On the dynamics of convolutional recurrent neural networks near their critical point
Aditi Chandra, Marcelo O. Magnasco

TL;DR
This paper analyzes the dynamic behavior of a convolutional recurrent neural network near its critical point, revealing how input signals influence activity, relaxation timescales, and propagation lengths through analytical solutions.
Contribution
It provides analytical insights into the steady states and signal propagation dynamics of convolutional recurrent networks at criticality, especially with unitary kernels and sigmoidal activations.
Findings
Inputs generate ongoing activity controlling signal propagation.
Relaxation timescales and length-scales diverge as input approaches zero.

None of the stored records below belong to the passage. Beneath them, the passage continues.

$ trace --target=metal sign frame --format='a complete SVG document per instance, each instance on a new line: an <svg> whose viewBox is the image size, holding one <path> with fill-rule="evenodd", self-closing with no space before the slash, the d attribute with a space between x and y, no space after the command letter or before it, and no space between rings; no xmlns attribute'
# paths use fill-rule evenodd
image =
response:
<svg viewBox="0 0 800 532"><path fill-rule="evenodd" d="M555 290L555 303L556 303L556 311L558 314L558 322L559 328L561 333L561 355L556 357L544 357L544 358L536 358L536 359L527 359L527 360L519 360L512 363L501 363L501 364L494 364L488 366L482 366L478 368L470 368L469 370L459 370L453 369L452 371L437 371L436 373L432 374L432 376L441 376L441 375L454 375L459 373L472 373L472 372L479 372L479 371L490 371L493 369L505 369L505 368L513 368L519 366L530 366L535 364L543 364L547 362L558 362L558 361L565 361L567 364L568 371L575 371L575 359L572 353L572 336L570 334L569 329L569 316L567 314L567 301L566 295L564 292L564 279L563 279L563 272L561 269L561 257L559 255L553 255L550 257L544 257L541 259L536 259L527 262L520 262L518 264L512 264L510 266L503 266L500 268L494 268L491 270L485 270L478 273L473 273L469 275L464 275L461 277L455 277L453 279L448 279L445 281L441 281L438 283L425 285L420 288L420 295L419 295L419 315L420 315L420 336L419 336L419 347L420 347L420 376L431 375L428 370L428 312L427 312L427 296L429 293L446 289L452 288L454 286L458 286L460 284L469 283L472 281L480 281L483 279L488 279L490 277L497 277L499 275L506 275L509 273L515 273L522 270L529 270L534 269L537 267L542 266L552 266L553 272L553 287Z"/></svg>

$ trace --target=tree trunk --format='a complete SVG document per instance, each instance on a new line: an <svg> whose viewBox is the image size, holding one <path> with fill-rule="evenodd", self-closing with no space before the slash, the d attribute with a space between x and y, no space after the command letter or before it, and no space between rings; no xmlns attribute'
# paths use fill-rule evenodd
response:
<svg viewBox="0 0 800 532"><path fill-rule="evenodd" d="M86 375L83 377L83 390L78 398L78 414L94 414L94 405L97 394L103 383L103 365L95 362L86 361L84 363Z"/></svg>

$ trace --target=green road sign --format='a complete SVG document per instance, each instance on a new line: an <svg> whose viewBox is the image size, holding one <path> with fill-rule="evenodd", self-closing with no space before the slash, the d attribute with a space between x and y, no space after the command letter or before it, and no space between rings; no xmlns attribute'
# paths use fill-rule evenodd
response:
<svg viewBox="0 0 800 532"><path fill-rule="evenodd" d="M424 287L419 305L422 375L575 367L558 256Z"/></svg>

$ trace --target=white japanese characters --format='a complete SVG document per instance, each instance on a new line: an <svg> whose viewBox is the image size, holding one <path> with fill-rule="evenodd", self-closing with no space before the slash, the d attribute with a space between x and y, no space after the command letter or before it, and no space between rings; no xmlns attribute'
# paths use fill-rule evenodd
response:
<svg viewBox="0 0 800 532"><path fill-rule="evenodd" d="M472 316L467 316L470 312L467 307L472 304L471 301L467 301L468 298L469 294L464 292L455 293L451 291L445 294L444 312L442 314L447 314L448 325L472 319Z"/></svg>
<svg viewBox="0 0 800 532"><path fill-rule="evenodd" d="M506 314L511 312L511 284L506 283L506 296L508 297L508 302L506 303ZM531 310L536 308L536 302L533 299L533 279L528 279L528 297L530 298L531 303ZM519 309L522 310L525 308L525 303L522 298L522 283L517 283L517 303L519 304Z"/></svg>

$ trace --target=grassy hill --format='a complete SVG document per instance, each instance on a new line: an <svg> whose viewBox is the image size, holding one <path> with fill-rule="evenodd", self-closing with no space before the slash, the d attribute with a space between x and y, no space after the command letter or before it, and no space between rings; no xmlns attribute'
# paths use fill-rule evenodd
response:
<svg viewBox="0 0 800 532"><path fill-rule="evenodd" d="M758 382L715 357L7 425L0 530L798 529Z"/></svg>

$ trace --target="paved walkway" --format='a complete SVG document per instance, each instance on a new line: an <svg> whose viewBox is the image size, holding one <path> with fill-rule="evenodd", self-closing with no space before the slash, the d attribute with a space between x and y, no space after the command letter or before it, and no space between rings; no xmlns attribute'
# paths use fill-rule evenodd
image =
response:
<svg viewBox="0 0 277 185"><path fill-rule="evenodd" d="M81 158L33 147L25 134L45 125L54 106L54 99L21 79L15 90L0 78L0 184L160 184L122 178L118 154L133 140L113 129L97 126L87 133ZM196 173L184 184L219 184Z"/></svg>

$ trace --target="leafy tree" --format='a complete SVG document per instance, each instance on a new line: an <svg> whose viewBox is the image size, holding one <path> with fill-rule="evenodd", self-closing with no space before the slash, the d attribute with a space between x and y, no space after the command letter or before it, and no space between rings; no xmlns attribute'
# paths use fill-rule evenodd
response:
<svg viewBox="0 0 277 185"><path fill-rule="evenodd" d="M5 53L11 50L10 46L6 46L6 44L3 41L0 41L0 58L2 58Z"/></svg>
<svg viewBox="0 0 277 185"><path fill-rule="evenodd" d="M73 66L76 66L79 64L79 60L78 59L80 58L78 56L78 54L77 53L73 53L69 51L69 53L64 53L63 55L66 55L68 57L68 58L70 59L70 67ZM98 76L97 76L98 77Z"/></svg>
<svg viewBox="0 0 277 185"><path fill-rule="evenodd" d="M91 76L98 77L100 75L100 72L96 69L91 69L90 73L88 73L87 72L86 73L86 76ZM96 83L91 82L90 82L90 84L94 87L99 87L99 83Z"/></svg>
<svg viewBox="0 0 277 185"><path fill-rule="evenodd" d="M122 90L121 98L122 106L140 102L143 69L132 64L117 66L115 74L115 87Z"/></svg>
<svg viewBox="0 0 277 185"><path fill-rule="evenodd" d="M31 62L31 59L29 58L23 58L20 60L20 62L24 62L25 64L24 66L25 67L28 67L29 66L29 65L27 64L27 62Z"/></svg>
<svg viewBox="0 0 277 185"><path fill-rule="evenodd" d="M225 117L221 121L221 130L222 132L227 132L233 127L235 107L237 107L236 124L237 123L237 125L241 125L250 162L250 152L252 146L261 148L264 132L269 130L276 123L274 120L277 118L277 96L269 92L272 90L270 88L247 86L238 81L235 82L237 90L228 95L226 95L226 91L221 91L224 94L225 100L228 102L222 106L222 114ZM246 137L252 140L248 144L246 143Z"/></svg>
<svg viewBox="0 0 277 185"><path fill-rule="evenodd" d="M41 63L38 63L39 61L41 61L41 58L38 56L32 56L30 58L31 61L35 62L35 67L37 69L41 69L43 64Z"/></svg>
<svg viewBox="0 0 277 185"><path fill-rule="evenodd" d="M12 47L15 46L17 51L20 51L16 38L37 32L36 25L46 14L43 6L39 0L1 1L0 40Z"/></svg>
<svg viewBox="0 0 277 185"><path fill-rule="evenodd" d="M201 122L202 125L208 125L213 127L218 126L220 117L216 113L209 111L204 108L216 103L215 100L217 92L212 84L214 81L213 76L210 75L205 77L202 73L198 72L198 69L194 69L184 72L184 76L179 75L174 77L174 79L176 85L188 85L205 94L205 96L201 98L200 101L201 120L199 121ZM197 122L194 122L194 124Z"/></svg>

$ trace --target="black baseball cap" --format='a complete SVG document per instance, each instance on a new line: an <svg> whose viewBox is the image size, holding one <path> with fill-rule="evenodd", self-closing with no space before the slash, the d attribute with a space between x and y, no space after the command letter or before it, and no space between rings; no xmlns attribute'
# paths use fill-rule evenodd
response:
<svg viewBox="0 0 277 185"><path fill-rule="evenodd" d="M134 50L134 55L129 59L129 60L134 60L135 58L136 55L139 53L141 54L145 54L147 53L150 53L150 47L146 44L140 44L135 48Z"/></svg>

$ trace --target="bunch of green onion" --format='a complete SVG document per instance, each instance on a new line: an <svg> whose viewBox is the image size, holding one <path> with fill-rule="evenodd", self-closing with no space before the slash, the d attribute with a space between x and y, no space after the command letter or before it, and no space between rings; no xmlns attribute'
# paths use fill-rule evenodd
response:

Analytical solutions describe steady states under oscillatory forcing.
Abstract
We examine the dynamical properties of a single-layer convolutional recurrent network with a smooth sigmoidal activation function, for small values of the inputs and when the convolution kernel is unitary, so all eigenvalues lie exactly at the unit circle. Such networks have a variety of hallmark properties: the outputs depend on the inputs via compressive nonlinearities such as cubic roots, and both the timescales of relaxation and the length-scales of signal propagation depend sensitively on the inputs as power laws, both diverging as the input to 0. The basic dynamical mechanism is that inputs to the network generate ongoing activity, which in turn controls how additional inputs or signals propagate spatially or attenuate in time. We present analytical solutions for the steady states when the network is forced with a single oscillation and when a background value creates a steady…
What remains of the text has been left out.